Finola ONeill 8 May, 2024 12:35 pm

‘He suggested that Pharmacy First and other newer models of primary care could risk increasing antibiotic prescribing as patients are seen by clinicians who know them less well.’ Gaslighting.

Twats. Try; not trained clinicians, not doctors, not got equivalent clincial training and experience ?anyone? and pharmacy 1st don’t send MSUs for urine so can’t guide use.
Oh and when a patient dies of meningococal lets see how ‘I used an AI tool’ stands up in coroners court.
Absolute tools. Hoping to develop AI tech through getting NHS staff to use it.
Can’t wait to stop working in medicine once this unadulterated drivel comes through.

David Church 8 May, 2024 12:39 pm

Still everyone is ignoring the fact that GPs are not responsible for all antibiotic prescribing.
Will hospital prescriptions be filtered by AI?
Will veterinary and farming ‘prescribing’ be filtered by AI?
I would like to see what the response is when AI rejects requests from secondary care to issue prescriptions through GP systems; and what about PAM prescribing? will that be filtered too, with no ‘second route’ to get scripts signed by an actual GP?
Are the patients on-board?
For that matter, are the PAMS and hospital teams on-board with this?

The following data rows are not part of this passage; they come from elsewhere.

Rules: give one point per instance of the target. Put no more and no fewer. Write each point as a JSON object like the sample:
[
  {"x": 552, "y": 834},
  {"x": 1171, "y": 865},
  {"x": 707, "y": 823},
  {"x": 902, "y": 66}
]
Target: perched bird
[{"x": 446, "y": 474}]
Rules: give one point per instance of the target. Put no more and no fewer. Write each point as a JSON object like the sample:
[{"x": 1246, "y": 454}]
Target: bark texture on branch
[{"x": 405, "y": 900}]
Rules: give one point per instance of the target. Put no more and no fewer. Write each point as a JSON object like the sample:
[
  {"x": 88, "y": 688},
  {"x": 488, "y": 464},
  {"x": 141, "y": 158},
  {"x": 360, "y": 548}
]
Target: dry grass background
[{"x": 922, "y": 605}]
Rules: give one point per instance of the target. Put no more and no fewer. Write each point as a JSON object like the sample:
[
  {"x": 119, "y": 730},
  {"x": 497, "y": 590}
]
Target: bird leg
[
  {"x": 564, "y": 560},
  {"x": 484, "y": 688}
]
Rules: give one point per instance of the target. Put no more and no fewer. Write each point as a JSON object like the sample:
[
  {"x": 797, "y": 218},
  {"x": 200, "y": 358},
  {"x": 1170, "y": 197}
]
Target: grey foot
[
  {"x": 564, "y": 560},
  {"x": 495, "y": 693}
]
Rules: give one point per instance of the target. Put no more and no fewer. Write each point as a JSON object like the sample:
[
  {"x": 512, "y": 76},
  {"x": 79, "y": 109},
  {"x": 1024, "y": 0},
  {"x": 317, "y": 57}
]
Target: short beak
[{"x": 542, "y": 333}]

So the bird flew away 8 May, 2024 1:11 pm

HMG’s modern day Cnuts will not be able to turn back the rising tide of GP anger against their stupid micromanaging by policies. Get DEFRA to control the farmers and vets antibiotic use first.
And which planet does a doctor live on who’s always welcoming Govt policy?

Mark Coley 8 May, 2024 1:58 pm

Why not supply us with lateral flow tests for the common circulating viruses (one device, several lines that can trigger) so we are more certain we have a viral infection before us? Since COVID testing stopped I’m sure GPs will have issued more antibiotics for feverish illnesses with chest symptoms, which, if COVID had been diagnosed, should have led to a watch and wait approach.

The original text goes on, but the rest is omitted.